LAYANAN KESEHATAN-Tampak Nancy Natalia Raweyai, Anggota DPRD Provinsi Papua Tengah, ikut memberikan pelayanan kesehatan kepada anak-anak di Kiura, dalam kegietan Reses Tahap I Tahun 2025, di Kampung Kiura, Kamis (20/3/2025) (FOTO: LINDA BUBUN LANGI/TIMEX)

TIMIKAEXPRESS.id – Puluhan anak usia sekolah di Distrik Iwaka, khususnya yang berdomisili di 10 kampung termasuk Kampung Kiyura, tak tersentuh pelayanan kesehatan dan pendidikan. Ironisnya anggaran pendidikan di Kabupaten Mimika cukup fantastis, mencapai Rp 1 triliun setiap tahunnya.

Hal ini terungkap dalam kunjungan Anggota DPRD Provinsi Papua Tengah, Nancy Natalia Raweyai, saat reses tahap I Tahun 2025, pada Kamis (20/3/2025) di wilayah tersebut.

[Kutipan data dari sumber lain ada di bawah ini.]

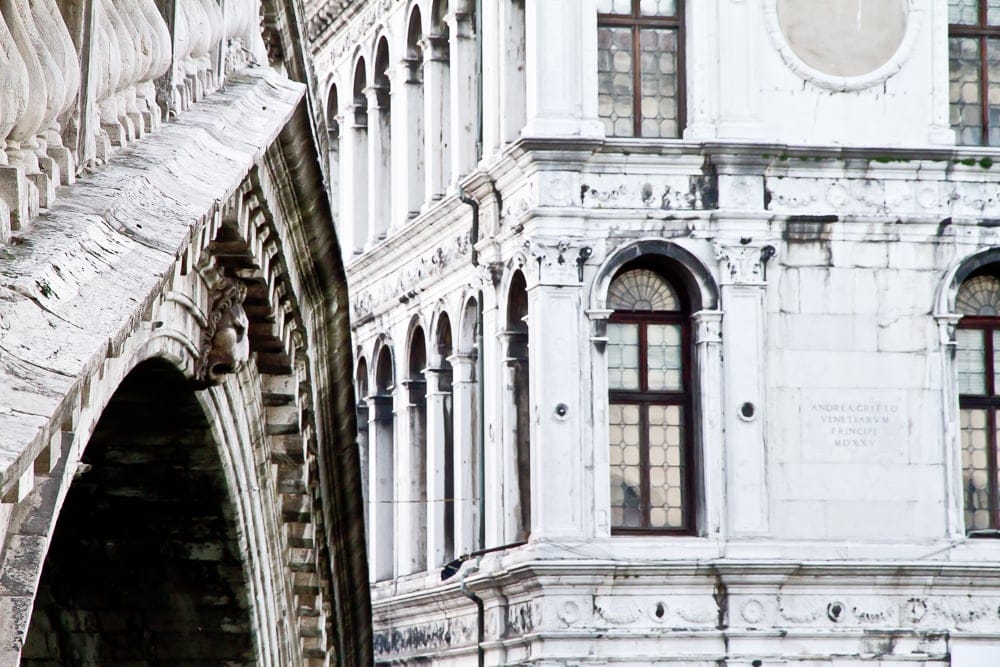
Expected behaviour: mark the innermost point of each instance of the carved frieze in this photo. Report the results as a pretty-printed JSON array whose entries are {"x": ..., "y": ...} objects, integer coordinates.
[
  {"x": 225, "y": 344},
  {"x": 405, "y": 283},
  {"x": 847, "y": 196}
]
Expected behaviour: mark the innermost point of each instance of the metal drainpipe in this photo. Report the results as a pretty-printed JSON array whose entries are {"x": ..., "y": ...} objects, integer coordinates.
[{"x": 470, "y": 201}]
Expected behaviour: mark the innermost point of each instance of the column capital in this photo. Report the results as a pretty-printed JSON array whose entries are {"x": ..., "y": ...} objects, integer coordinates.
[
  {"x": 707, "y": 326},
  {"x": 743, "y": 263}
]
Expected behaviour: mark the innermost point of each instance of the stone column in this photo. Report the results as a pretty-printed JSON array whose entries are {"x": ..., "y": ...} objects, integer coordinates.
[
  {"x": 379, "y": 190},
  {"x": 706, "y": 325},
  {"x": 411, "y": 508},
  {"x": 438, "y": 396},
  {"x": 743, "y": 286},
  {"x": 512, "y": 72},
  {"x": 559, "y": 449},
  {"x": 494, "y": 48},
  {"x": 464, "y": 89},
  {"x": 466, "y": 451},
  {"x": 407, "y": 143},
  {"x": 436, "y": 116},
  {"x": 354, "y": 181},
  {"x": 381, "y": 494},
  {"x": 561, "y": 69}
]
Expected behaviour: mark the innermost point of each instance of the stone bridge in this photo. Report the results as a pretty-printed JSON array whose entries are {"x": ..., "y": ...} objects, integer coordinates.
[{"x": 178, "y": 470}]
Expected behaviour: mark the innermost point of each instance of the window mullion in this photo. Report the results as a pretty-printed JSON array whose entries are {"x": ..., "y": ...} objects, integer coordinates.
[
  {"x": 636, "y": 80},
  {"x": 644, "y": 490}
]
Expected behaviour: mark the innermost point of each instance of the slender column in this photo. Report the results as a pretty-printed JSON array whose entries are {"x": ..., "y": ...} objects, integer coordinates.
[
  {"x": 436, "y": 109},
  {"x": 464, "y": 86},
  {"x": 557, "y": 450},
  {"x": 381, "y": 491},
  {"x": 510, "y": 501},
  {"x": 407, "y": 143},
  {"x": 411, "y": 511},
  {"x": 708, "y": 359},
  {"x": 466, "y": 451},
  {"x": 494, "y": 48},
  {"x": 560, "y": 64},
  {"x": 379, "y": 189},
  {"x": 743, "y": 331},
  {"x": 512, "y": 72},
  {"x": 438, "y": 397},
  {"x": 354, "y": 182},
  {"x": 494, "y": 410}
]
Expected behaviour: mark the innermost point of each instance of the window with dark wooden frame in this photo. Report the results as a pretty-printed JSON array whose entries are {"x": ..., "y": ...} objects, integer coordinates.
[
  {"x": 974, "y": 49},
  {"x": 640, "y": 70},
  {"x": 649, "y": 404},
  {"x": 978, "y": 362}
]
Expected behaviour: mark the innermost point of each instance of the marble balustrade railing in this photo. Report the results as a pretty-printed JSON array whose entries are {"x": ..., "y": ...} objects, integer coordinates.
[{"x": 82, "y": 79}]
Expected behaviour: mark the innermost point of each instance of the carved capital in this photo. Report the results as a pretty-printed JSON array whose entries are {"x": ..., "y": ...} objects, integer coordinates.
[
  {"x": 559, "y": 261},
  {"x": 225, "y": 345},
  {"x": 707, "y": 326},
  {"x": 743, "y": 264}
]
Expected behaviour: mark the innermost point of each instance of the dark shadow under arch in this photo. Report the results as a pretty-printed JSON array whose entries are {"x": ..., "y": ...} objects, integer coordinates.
[{"x": 145, "y": 565}]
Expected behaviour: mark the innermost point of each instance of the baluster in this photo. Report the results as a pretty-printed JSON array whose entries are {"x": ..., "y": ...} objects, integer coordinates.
[
  {"x": 50, "y": 22},
  {"x": 13, "y": 102},
  {"x": 21, "y": 140}
]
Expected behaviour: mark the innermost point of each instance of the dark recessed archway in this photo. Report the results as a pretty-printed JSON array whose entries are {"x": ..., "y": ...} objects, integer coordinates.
[{"x": 145, "y": 566}]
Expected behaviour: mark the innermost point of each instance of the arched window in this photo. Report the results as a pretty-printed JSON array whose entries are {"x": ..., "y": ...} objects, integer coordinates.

Berdasarkan data yang dihimpun media ini di lapangan, puluhan anak ini dilaporkan lahir secara alami di kampung tersebut tanpa bantuan medis, tanpa imunisasi hingga usia sekolah.

Hal ini dikarenakan minimnya infrastruktur kesehatan, padahal warga 10 kampung yang berada di sepanjang Jalan Trans Nabire ini sudah bermukim puluhan tahun,  dan tercatat sebagai warga Mimika.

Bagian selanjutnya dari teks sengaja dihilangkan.